Koreri.com, Jakarta – Polemik penggunaan dokumen persyaratan administrasi diduga palsu oleh salah satu calon pada Pilkada Gubernur dan Wakil Gubernur Papua terus bergulir hingga ke Komisi Yudisial RI, yang telah menyeret Ketua dan satu Hakim pada Pengadilan Negeri Jayapura.
Arsi Divinubun SH, MH, pertanggal 24 oktober 2024 telah melaporkan Derman P Nababan SH,MH dan Zaka Talpatty M, SH, MH atas dugaan pelanggaran kode etik dan pedoman perilaku Hakim karena telah mengeluarkan Surat Keterangan Tidak Sedang Dicabut Hak Pilihnya Nomor: 845/SK/HK/09/2024/PN-JAP, dan Surat Keterangan Tidak Sedang Dipidana Nomor: 844/SK/HK/09/2024/PN-JAP tertanggal 19 September 2024 kepada saudara Yermias Bisai SH untuk memenuhi Persyaratan sebagai calon wakil gubernur Papua, secara tidak wajar.

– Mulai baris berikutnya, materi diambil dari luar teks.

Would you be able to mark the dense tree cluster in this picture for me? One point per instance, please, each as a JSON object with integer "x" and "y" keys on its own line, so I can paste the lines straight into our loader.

Menurut Arsi panggilan akrab pelapor, Ketua Pengadilan Negeri Jayapura telah sangat keliru mengeluarkan dan mengesahkan surat keterangan milik Yermias Bisai SH, 20 puluh hari setelah masa pendaftaran calon Gubernur dan Wakil Gubernur di KPU Papua, yang menurut perundang-undangan dan dipertegas dalam Putusan Mahkamah Konstitusi no 70/PUU-XXII/2024, bahwa kedua suket dimaksud merupakan syarat yang harusnya wajib dimiliki oleh Yermias Bisai SH saat mendaftar sebagai calon wakil Gubernur di KPU Provinsi Papua pada tanggal 29 Agustus 2024.

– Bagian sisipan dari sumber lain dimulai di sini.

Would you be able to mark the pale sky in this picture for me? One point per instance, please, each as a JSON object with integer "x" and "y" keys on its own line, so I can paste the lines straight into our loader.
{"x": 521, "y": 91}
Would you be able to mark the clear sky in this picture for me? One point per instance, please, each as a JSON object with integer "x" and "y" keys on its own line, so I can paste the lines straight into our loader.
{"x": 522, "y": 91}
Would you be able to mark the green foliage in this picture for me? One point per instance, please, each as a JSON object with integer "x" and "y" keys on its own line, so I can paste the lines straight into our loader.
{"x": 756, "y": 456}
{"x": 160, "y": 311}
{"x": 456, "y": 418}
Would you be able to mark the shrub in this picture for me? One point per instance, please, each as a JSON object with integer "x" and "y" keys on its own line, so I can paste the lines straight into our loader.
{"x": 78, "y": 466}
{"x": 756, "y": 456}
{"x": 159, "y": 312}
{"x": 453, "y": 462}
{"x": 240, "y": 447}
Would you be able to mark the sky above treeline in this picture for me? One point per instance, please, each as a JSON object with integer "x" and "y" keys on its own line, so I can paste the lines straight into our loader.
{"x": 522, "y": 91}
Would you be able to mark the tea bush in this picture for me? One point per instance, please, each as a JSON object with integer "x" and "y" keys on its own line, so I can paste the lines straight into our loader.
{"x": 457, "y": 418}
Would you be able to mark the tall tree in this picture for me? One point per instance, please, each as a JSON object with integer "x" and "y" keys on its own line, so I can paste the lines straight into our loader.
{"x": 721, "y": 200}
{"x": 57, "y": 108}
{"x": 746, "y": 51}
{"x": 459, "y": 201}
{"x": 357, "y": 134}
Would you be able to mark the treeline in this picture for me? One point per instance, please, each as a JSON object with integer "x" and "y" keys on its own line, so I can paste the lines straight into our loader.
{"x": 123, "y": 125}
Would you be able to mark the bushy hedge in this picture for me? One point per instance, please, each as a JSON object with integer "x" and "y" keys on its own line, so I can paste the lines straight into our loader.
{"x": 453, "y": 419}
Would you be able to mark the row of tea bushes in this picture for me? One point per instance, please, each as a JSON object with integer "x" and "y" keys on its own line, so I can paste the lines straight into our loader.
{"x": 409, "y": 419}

Arsi kemudian mempertanyakan apa urgensi, motivasi, dan tujuan Ketua Pengadilan Negeri Jayapura mengeluarkan surat keterangan kepada Yermias Bisai SH, 3 (tiga) hari menjelang penetapan Pasangan Calon.

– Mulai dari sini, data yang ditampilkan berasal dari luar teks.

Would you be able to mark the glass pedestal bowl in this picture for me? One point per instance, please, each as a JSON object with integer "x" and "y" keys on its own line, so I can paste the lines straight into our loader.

Karena dari segi waktu dan peruntukannya telah kadaluarsa jika memperhatikan ketentuan PKPU 8 tahun 2024 pasal 20 ayat (1) dan (2) huruf b? yang menyatakan; Pendaftaran Pasangan Calon disertai dengan penyampaian kelengkapan dokumen persyaratan. Dan pada ayat (2) dinyatakan; dokumen persyaratan sebagaimana dimaksud pada ayat (1) meliputi surat keterangan tidak pernah sebagai terpidana dan tidak sedang dicabut hak pilihnya.
“Inikan bentuk kecerobohan Ketua Pengadilan jika tidak memperhatikan ketentuan dari norma diatas. Dan sudah barang tentu tidak bisa diterima dengan akal sehat, kecuali jika terdapat konspirasi dan niat jahat untuk memuluskan kepentingan pihak tertentu,” bebernya.
Hal lebih fatal dan aneh lainnya adalah Ketua Pengadilan Negeri Jayapura bertindak diluar kewenangannya karena yang berwenang mengeluarkan dua surat keterangan yang dimaksud oleh pasal 20 ayat (1) dan (2) diatas adalah Pengadilan Negeri Yapen yang merupakan wilayah hukum tempat tinggal Yermias Bisai.
Apalagi yang bersangkutan adalah Bupati Aktif Kabupaten Waropen hingga 2025, dan sudah pasti ber KTP di wilayah tersebut. Kan aneh jika seorang Bupati aktif harus memindahkan KTP dan domisilinya keluar dari daerah Dimana ia menjadi Bupati ke Kota lain hanya untuk mengurus surat keterangan? ujar Mantan Sekjen DPP KNPI ini.
Dalam laporannya ke Komisi Yudisial RI dan Badan Pengawas Hakim Mahkamah Agung RI, Advokad yang berdomisili di Jakarta ini juga menyeret seorang Hakim PN Jayapura karena diketahui telah memberikan keterangan yang berbeda dan bahkan bertentangan dengan isi Surat Ketua PN Jayapura Nomor: 1777/KPN.W30-U1/HK2/IX/2004 tertanggal 19 September 2024.
Saat itu yang bersangkutan memberi klarifikasi di Bawaslu Provinsi Papua terkait penanganan pelanggaran dugaan tindak pidana pemalsuan dokumen persyaratan berupa Surat Keterangan Nomor: 539/SK/HK/8/2024/PN.JAP, dan Surat Keterangan Nomor: 540/SK/HK/8/-2024/PN.JAP tertanggal 20 Agustus 2024 yang digunakan oleh Yermias Bisai SH untuk melengkapi Persyaratan administrasi calon Wakil Gubernur Papua.